〇「ふるさとに帰った人たちにも日常の暮らしが戻りつつある」と記載している。しかし、福島県では未だ5万人近い住民が避難生活を余儀なくされている。やむなく移住した人も多数いる。帰還した人々の多くは高齢者で、家族離散の状況にあり、事故前と同じ生業は営めず医療・介護設備も整わない中、「日常の暮らしが戻りつつある」状況からは程遠い生活環境を強いられている事を隠蔽し、ウソを記載しているのである。

 このパンフは、大規模地震などにより起きる事が想定されている次の原発重大事故に向けての準備であり、放射能で汚染された除染残土や廃炉廃棄物の再利用をさらに進めるため国民の洗脳を目的として作成したのではないだろうか。

 事故から8年。「復興」「安全」「帰還」が強調されているが、本当にそうだろうか?福島県の子どもの甲状腺がんだけでも200人を超えました。東京都内各地の病院統計でも白血病急増が確認され、福島県南相馬市立病院も、各種のがんや心臓病などの累積患者数が3・11以前より以降で急増している。厚労省発表の都道府県別死亡率でも、福島県の急性心筋梗塞死亡者が全国最多となっており、2倍以上である。福島事故後、乳児の複雑心奇形の手術件数が全国的に増加(名古屋市立大調査)している。これに対し、安倍自公政府は17年末に「事故による被ばく被害はゼロ」という政策を全省庁に指示し、ウソとごまかしと隠蔽の『放射線のホント』を全国の学校で配布させました。全国の原発再稼働を進め、東電が賠償を打ち切り、避難者住宅の住民に家賃2倍請求をかけて追い出しているのある。東京五輪までに公的な避難者と非難区域をゼロ扱いし、世界へ「復興終了」を宣言しようとしているのである。
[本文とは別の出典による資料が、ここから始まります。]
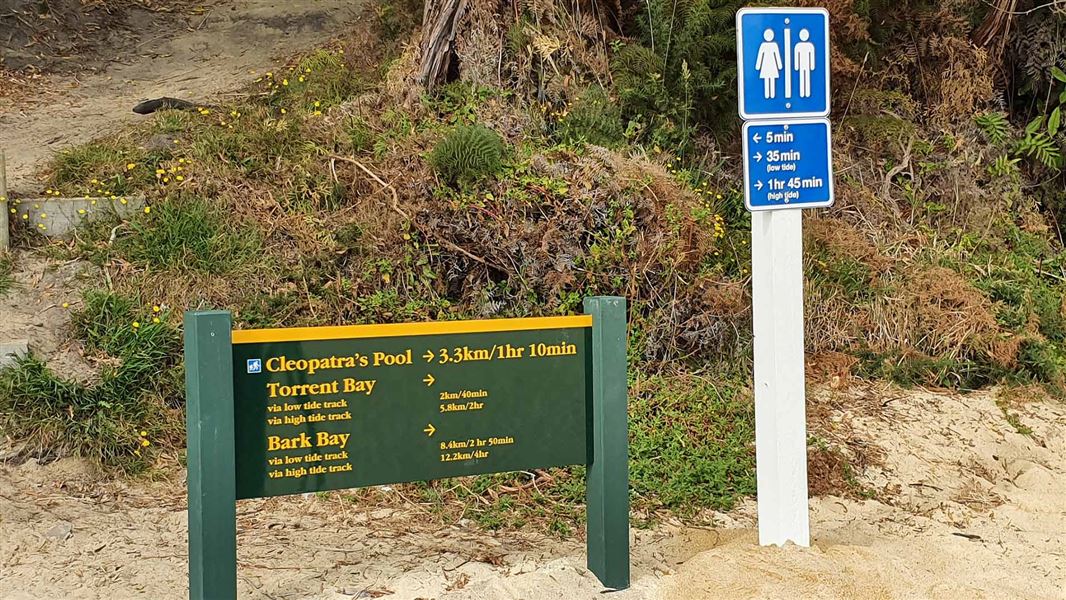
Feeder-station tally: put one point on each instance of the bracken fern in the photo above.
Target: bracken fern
(467, 153)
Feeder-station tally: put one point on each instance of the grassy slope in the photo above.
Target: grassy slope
(312, 201)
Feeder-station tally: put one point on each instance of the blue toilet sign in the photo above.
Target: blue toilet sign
(784, 63)
(788, 164)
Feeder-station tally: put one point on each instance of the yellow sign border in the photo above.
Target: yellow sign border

 また、福島第一原発事故の直後、住民や避難者の放射線汚染を測定する福島県のスクリーニング検査についてであるが、その手続きは大幅に簡素化されていた。福島県の「緊急時被ばくマニュアル」によれば、体表の放射線が40ベクレル/㎠(=1万3000cpm)を超えた場合には、一時除染と鼻腔スミア(鼻の穴の粘膜を拭い、放射性物質の有無を調べる)、甲状腺検査を行って再測定し、再び基準値を超えれば医療機関への搬送を行う事を規定している。そして、いずれの過程でも記録を残す事になっている。しかし、福島県は2011年3月12日1万3000cpmでスクリーニングを開始したが、翌日の13日には基準を10万cpmに引き上げ、同時に対応手順を簡略化したのである。そのため、検査を受けた人や、のちに甲状腺がんを発症した人が、自身の初期の甲状腺被ばく量を把握できない状態になっているのである。

 福島県浪江町から兵庫県へ避難した菅野みずえさんらも、2011年3月15日に郡山市の郡山体育館で検査を受け、その際に測定器の針が振り切れる状態だったが測定記録は残っていないのである。しかし、15年2月に福島県内で健康検査を受けた時には甲状腺に異常はなかったが、16年2月に避難先の兵庫県で避難者検査をした際には、「リンパ節に転移しており、放っておけない甲状腺がん」と診断され、16年3月に手術を受けた。菅野さんは16年7月2日、福島県庁を訪れ、検査が簡素化された当時の状況を検証するよう県に要望書を提出した。

 菅野さんは、子どもたちの甲状腺がんが本当に原発事故と因果関係がないのか県にたずねたが、その答えは「資料はない、何も分からない」という事だった。